III. HONG-KONG : UNE ÉVOLUTION PLACÉE SOUS LE SIGNE DE LA CONTINUITÉ

La délégation s'est arrêtée à Hong-Kong les 14 et 15 mars 2000, pour des entretiens consacrés à l'évolution de ce territoire et à la présence de l'Australie dans la région Asie-Pacifique.

Elle a pu constater que Hong-Kong avait conservé intégralement son « système séparé » et jouissait d'une très large autonomie.

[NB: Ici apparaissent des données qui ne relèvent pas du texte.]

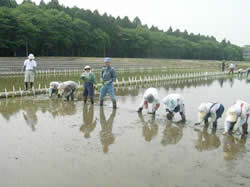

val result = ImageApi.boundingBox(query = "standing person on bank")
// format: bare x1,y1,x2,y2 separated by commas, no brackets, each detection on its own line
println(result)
23,54,36,90
80,66,97,104
137,88,160,115
100,57,117,109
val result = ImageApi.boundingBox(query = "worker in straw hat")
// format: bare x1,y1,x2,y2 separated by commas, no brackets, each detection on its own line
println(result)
80,65,97,104
195,102,224,128
137,88,160,114
163,94,186,121
23,54,37,90
223,100,250,135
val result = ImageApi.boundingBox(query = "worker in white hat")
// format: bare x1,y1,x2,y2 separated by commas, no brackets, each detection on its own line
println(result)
223,100,250,135
80,65,97,104
195,102,224,128
57,81,78,100
23,54,37,90
49,81,60,97
163,94,186,121
137,88,160,114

Elle a noté que la transition politique s'est faite « en douceur » et que le rôle économique de Hong-Kong avait été préservé.

La délégation a été notamment reçue par la Présidente du Conseil législatif, Mme Rita Fan, et par le Secrétaire - membre du gouvernement local - aux affaires constitutionnelles, M. Michael Suen. Ces interlocuteurs ont expliqué le statut très particulier de cette région administrative spéciale qu'est Hong-Kong, avec son « haut degré d'autonomie » sous le principe « un pays, deux systèmes ». La réalité dans les faits comme en droit de cette large autonomie a été confirmée par l'ancien « Chief secretary » et ancien Gouverneur par intérim britannique Sir David Aker-Jones, président de Axa Chine, et par M. Mac Glynn, directeur adjoint des services d'information, ancien porte-parole du gouverneur Chris Patten, de nationalité australienne.

A. UNE TRANSITION POLITIQUE « EN DOUCEUR »

1. Le cadre constitutionnel : une large autonomie sous le principe « un pays, deux systèmes »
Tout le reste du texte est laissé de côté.